Why the Grand Mufti’s fatwa gambit is unlikely to checkmate chess
Saudi Arabia’s leading Muslim cleric has announced a ban on chess, which has sparked reaction around the globe.
By Lisa Suhay
January 22, 2016
Christian Science Monitor
Over the centuries, dozens of religious and political leaders have tried to put chess in a corner, but experts say a fatwa by Saudi Arabia’s leading cleric against the game is an ineffective move.
While the rest of the world has come a long way from the year 1061, when Roman Catholic Cardinal Petrus Damiani (1007-1072) banned the clergy from playing chess, Grand Mufti Sheikh Abdulaziz Al-Sheikh is willing to turn back the chess clock this week by issuing a new fatwa, or religious advisory, on a Saudi television show.
The Grand Mufti referred to the game as “the work of Satan,” and akin to alcohol and gambling in the eyes of Allah.
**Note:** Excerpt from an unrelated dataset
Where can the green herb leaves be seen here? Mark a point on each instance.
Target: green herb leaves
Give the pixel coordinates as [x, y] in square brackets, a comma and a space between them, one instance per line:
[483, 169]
Grandmaster Susan Polgar, head coach of Webster University‘s top-ranked chess team in the nation, says in an interview, “I absolutely disagree with these pronouncements on chess. There is no gambling element in chess. Chess is purely an intellectual game which requires skill and knowledge, and it can help countless young people develop analytical, concentration, calculation, decision making, and problem solving skills, etc.”
“Chess is one of the oldest games and by far the most popular on this planet,” adds Mr. Polgar. “Chess is extremely inexpensive to play and chess also promotes unity, diversity, understanding, and peace. In fact, I led the charge along with former world champion Anatoly Karpov and former Russian President Mikhail Gorbachev in the global initiative Chess For Peace more than 10 years ago.”